La demenza digitale non è più fantascienza. Il rinomato medico Dott. Martin Jan Stránský rivela prove scioccanti provenienti da scansioni cerebrali e studi internazionali che dimostrano come schermi e intelligenza artificiale danneggino la connessione cerebrale, l'intelligenza e la salute mentale dei bambini in pochi minuti di utilizzo quotidiano. Scoprite la verità urgente dal suo ultimo colloquio, prima che sia troppo tardi per le generazioni future.
In un'intervista toccante e urgente per il podcast FirstClass, il medico ceco Dott. Martin Jan Stránský lancia un avvertimento: l'umanità si trova di fronte alla fine della vita come la conosciamo, a causa delle tecnologie digitali, con un punto di svolta che potrebbe verificarsi in pochi anni. Basandosi sul suo libro aggiornato e sulle conoscenze mediche globali, Jan Stránský si concentra sull'impatto devastante degli schermi e dell'intelligenza artificiale sui cervelli in via di sviluppo, in particolare nei bambini e negli adolescenti.
Jan Stránský evidenzia prove convincenti provenienti da recenti studi anatomici e neurochimici che dimostrano come la connettività cerebrale peggiori direttamente proporzionalmente al tempo trascorso davanti agli schermi o interagendo con l'intelligenza artificiale. "Ci sono studi così sconvolgenti che ora misurano la struttura anatomica del cervello, soprattutto nei bambini, e osservano determinati cambiamenti non solo nei bambini, ma anche negli adulti nella cosiddetta connettività, cioè nelle connessioni", afferma. Questi cambiamenti si manifestano sia in modelli neurochimici che anatomici, facendo sì che il cervello smetta letteralmente di funzionare in modo ottimale.

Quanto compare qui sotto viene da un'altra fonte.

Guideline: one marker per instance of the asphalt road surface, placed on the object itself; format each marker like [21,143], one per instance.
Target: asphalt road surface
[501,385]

Come medico, ha un approccio chiaro: "Il mio ruolo come medico è quello di presumere lo scenario peggiore e lasciare che qualcun altro provi a confutarlo, ma proteggerò i miei pazienti. In questo caso, i miei pazienti sono principalmente bambini e adolescenti, ma riguarda tutti noi". Sottolinea che il problema si manifesta in entrambe le direzioni: dal basso verso l'alto dai bambini e dall'alto verso il basso dalla prima generazione di genitori che hanno smesso in gran parte di prendersi cura efficacemente dei propri figli, portando a una crisi sociale sotto forma di famiglie disfunzionali.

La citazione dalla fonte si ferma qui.